I have been pondering many small absurdities, lately. I just finished reading a post at,, that describes the (previously unkown to me) practice of intentional fakery in reference works to identify copyright theft. How ingeniously incongruous!

Labor Day Weekend was spent on a Cub Scout campout with Sam. It was somewhat of a milestone for old Dad, because it was now time to actually commit to the purchase of the required equipment – tent, sleeping bags, camp stove, etc. – I’m still working on the “Happy” part of “Happy Camper.” I managed to think of all but three items – sugar, for my tea (haven’t invested in the percolator for coffee, yet), bug spray (our camp was about 200 yards from the “lake” – I think “pond” when I see green water, blue means “lake” to me), and a fishing pole for Sam. I personally prefer dentistry to fishing but hey, it’s not about me. Unless, of course, you’re a mosquito. My legs and arms still look like I’ve been well, part of a control group in an experiment gone horribly wrong. Little Man Sam bore not one welt. I’m not sure what I was exuding, pheromonically I must have been either alluring or argumentative. Sam was just happy to be there, and I think the blood suckers honored that. Of particular note were the little flies that have an affinity for hovering near the opening to one’s ear canals – you know, the ones that send any sentient being screaming into the woods, which of course is quite counterproductive.

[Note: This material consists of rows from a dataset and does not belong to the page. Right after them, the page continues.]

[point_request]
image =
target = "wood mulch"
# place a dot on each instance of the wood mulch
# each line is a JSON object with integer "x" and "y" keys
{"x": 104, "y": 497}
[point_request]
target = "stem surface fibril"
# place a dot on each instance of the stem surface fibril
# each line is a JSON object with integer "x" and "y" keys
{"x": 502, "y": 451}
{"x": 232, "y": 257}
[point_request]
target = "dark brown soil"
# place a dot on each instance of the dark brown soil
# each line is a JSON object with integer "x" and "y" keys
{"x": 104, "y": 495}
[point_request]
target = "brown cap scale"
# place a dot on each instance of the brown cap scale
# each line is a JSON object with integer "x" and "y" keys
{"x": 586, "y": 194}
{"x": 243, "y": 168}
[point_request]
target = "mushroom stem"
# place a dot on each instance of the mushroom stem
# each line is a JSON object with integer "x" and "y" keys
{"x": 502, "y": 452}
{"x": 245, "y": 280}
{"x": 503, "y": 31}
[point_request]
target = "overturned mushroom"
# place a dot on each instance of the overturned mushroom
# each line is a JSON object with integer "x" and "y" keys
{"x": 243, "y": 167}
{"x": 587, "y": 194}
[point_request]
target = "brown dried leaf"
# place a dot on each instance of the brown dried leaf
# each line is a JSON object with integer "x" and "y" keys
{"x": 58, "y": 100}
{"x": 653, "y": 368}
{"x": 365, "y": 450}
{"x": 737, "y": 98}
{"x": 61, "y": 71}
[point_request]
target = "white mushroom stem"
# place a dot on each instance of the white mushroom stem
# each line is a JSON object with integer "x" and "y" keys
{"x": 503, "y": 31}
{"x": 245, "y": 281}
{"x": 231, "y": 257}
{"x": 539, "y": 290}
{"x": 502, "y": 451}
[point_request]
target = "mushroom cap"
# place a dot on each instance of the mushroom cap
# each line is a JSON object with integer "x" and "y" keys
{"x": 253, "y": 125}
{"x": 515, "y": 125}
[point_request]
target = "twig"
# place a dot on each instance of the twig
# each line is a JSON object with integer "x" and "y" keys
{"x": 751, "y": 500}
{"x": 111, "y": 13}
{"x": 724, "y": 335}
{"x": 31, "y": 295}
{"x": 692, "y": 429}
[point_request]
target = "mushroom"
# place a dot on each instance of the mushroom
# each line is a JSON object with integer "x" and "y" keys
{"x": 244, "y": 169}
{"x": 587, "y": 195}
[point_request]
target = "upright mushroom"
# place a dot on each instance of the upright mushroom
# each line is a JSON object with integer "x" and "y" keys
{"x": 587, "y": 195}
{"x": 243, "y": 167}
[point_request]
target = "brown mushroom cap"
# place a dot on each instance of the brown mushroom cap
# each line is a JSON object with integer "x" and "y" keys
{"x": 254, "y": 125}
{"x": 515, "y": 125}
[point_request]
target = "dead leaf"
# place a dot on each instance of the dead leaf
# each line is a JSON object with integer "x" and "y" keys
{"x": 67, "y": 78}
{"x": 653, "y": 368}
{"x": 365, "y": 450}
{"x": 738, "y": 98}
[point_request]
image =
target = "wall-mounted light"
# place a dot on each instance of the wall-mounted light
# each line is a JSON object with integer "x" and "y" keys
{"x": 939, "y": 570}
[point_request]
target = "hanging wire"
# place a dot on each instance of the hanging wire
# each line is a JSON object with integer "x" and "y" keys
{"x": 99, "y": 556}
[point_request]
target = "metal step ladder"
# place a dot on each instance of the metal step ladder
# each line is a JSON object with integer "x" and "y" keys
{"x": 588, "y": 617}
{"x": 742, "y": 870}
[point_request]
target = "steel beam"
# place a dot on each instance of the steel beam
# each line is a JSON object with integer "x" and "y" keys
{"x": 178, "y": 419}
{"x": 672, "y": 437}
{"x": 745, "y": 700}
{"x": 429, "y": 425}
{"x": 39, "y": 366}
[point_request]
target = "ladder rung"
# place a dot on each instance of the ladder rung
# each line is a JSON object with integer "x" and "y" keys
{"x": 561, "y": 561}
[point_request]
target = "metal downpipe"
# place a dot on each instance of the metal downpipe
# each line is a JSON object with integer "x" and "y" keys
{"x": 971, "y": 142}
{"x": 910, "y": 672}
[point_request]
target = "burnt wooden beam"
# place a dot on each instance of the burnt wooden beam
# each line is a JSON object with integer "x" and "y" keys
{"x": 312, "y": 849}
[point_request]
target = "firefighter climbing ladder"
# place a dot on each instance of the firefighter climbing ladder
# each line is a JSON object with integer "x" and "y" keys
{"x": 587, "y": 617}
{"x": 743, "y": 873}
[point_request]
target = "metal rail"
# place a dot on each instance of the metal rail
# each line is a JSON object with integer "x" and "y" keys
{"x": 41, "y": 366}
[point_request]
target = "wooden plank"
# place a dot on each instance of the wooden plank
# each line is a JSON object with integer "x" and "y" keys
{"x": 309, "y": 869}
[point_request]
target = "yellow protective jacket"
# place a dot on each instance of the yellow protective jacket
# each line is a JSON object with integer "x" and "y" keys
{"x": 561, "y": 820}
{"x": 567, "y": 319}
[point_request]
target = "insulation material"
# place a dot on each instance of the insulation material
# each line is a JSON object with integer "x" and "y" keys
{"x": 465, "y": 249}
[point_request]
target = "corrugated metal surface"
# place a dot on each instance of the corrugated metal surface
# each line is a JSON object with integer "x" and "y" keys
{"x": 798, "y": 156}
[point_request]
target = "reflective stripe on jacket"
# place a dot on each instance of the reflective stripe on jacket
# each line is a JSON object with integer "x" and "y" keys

All of the requisite Boy Scout charms were evident – campfires, BB guns, archery, hiking in the dark. One of the things that the BSA is still allowed to do by our government is to “retire”, to ceremonially and respectfully burn a worn-out American Flag. It was no small measure of the caliber of the men at this evening campfire to see half of them come out of the audience when the call for veterans, active military, and Eagle Scouts to join the ceremony. These are all good fathers, and many have served us, as well. I’m not altogether sure I’m in the same category. I was humbled, just the same. To me, the Boy Scouts is pretty anachronistic, an institutional holdout against the onslaught of modern life in many of its forms. It is also, in my opinion, something not to be dismissed, either, a glimpse into some truths that will be eventually lost. There is much that I disagree with in the organization I’ve seen, but that, like fishing, is not what it’s about. It’s about providing time and life lessons for tomorrow’s Men. I’m most pleased when I see these guys teaching Sam about things I wasn’t exposed to, like fishing and using a compass, but otherwise just doing things in a way that doesn’t happen in suburban America. I remember my Grandfather teaching me how to bundle up twigs one day; in his brusque manner and insistence that I do such a small task well conveyed values that were both consistent with who he was, as well as an unspoken love in the investment of his attention that have obviously impacted me forever. These are the moments that make the itching, backaches and body odor worthwhile. Not my Grandpa’s, mine, that is.
Speaking of absurdities, the bathrooms/showers (I’m told they were cold showers, which to me are mutually exclusive terms) were divided into three sections. Boys 18 and under, Women, and Men 18 and older. It was just a reminder that nothing’s what it used to be, or should be, for that matter.Anyone got any used fishing gear for sale?